What Do Americans Think of Religious Freedom and the Constitution?
Last week, I mentioned an extensive new poll conducted by the Barna polling firm. I noted the hostility liberals have toward religious freedom and Christianity that was revealed repeatedly in the poll.
Barna’s poll involved over 70 questions covering constitutional terms, and phrases, religious terms, and feelings regarding monuments and public displays of religious content.
Every three years I have surveyed AFA of Indiana donors to see how we are doing as a policy organization and advocate. The results have been fairly consistent, but in the last two surveys the top issue of concern switched from abortion to religious freedom. For this reason, Barna’s new research is of particular interest to me.
I have been digging into seven components of the study and over 30 pages of results and conclusions. Here are some of the findings of this unique national survey of US adults.
There is some significant ignorance of the U.S. Constitution that mirrors the media and cultural narrative in some ways. (The younger the person, the less knowledge they have.) For example, a high percentage of Americans (38%), did not know that the term “separation of church and state” does not appear anywhere in our founding document.
On a more positive note, nearly eight out of ten (77%) said the following statement is true: “The U.S. Constitution gives American citizens the freedom to experience and express their faith without government interference of any kind.”
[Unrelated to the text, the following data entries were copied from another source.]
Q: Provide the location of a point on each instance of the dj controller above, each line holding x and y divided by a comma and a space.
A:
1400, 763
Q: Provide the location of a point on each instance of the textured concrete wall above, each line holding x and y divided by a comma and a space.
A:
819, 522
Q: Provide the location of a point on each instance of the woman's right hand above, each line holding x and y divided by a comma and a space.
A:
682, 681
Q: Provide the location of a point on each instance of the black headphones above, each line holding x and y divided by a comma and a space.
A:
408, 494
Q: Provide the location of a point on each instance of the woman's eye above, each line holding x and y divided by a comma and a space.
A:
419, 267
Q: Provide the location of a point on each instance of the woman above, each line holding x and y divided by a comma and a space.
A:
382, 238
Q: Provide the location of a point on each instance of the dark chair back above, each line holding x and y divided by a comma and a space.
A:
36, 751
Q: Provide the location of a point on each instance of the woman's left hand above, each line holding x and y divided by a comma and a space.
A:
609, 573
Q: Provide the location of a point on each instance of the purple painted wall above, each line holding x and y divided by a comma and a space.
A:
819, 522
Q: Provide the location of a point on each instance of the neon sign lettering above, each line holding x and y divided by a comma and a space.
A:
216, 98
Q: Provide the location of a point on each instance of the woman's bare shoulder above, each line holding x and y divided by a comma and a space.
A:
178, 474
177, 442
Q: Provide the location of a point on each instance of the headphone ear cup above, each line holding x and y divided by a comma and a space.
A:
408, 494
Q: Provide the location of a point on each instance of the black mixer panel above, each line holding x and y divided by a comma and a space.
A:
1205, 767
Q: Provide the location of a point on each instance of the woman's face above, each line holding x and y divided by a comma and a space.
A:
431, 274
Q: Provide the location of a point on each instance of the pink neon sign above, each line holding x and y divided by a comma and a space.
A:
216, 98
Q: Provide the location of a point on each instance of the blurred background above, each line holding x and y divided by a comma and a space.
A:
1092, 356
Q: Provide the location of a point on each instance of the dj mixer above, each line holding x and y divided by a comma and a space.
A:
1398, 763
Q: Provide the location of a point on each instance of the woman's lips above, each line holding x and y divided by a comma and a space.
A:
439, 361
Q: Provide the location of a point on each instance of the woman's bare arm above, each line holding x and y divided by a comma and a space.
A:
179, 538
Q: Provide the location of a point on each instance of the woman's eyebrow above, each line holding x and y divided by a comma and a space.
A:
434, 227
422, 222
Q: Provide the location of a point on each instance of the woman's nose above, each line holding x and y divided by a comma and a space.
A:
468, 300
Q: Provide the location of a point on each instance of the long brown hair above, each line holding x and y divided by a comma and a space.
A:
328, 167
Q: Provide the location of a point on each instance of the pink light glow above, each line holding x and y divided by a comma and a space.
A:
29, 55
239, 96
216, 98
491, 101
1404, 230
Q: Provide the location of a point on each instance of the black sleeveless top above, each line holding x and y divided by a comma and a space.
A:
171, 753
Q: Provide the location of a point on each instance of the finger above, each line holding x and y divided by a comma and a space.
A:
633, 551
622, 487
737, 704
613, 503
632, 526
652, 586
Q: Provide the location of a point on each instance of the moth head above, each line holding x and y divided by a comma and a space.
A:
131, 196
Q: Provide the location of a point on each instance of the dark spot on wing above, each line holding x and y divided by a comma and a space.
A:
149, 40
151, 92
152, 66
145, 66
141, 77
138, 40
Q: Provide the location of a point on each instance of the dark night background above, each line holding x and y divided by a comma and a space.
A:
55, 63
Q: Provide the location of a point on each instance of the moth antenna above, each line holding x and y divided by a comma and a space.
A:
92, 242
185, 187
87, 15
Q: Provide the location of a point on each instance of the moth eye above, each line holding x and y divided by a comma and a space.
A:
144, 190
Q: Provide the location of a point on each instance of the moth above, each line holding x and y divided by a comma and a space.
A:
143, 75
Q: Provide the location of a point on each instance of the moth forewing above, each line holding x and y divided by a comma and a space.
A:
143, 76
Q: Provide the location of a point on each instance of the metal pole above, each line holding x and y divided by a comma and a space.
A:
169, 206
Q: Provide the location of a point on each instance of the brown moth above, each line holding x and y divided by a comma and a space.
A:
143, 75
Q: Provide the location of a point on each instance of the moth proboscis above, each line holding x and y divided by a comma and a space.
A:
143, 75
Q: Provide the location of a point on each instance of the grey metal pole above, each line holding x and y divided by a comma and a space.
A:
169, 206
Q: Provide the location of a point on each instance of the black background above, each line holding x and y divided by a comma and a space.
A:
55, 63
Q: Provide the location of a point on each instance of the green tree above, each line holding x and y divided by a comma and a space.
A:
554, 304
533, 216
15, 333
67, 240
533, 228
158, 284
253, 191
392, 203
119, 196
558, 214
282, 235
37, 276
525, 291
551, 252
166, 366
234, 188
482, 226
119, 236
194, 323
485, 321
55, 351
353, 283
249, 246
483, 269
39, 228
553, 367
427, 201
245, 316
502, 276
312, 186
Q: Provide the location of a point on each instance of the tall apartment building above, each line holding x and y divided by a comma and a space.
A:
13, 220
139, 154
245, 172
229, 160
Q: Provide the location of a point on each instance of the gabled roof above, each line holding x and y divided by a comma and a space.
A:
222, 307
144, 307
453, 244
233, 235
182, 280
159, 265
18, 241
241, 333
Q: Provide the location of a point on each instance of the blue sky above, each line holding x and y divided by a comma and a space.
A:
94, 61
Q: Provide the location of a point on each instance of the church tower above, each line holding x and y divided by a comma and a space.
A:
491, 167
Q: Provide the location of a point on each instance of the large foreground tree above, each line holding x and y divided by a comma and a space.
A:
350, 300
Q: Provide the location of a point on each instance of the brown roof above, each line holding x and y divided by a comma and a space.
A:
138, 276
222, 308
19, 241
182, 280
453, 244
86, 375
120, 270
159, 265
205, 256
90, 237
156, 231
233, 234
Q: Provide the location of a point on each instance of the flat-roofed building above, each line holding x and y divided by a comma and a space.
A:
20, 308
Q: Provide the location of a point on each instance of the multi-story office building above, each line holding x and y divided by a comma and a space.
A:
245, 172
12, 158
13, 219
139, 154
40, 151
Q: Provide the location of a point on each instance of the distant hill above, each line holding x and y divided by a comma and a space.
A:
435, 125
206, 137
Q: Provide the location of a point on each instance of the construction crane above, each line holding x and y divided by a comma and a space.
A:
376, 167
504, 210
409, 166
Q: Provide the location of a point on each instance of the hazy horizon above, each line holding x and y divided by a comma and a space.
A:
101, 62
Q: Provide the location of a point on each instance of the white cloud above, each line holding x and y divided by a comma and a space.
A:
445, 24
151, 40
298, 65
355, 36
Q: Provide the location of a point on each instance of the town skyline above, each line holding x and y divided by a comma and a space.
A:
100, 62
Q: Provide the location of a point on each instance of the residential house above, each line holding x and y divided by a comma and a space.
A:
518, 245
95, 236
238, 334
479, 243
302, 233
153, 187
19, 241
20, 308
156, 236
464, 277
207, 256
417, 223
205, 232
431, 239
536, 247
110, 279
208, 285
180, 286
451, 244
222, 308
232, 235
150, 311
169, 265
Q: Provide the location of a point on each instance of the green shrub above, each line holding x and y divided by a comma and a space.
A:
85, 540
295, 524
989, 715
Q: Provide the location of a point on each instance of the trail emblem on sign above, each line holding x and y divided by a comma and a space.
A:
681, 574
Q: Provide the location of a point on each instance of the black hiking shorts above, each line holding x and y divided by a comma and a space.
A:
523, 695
Seventy-five percent agreed with this statement: “The Founding Fathers never intended for anything in the U.S. Constitution to hinder the free practice, expression, or experience of religion.”
Eight out of ten (81%) agreed with: “The sections of the U.S. Constitution regarding religion are meant to promote religious freedom, not to create religious penalties and punishments.”
The survey also tested reactions to twenty religious and historic terms. The responses by demographics and ideological differences was often interesting. Four of the terms had very strong positive responses in which ideological differences had the smallest gap.
Religious Freedom 78%
Free Exercise of Religion 76%
Other terms’ responses also received positive reactions such as:
War Heroes 73%
Jesus Christ 72%
One Nation Under God 72%
In God We Trust 69% (our national motto)
The most ideological polarizing words and phrases were “Christian” which had a 39-point positive response difference between conservatives and liberals, “military” (33-point gap), “faith” (32-point gap), “Jesus Christ” (30-point gap), “Founding Fathers” (28-point gap) and “religion” (26-point gap).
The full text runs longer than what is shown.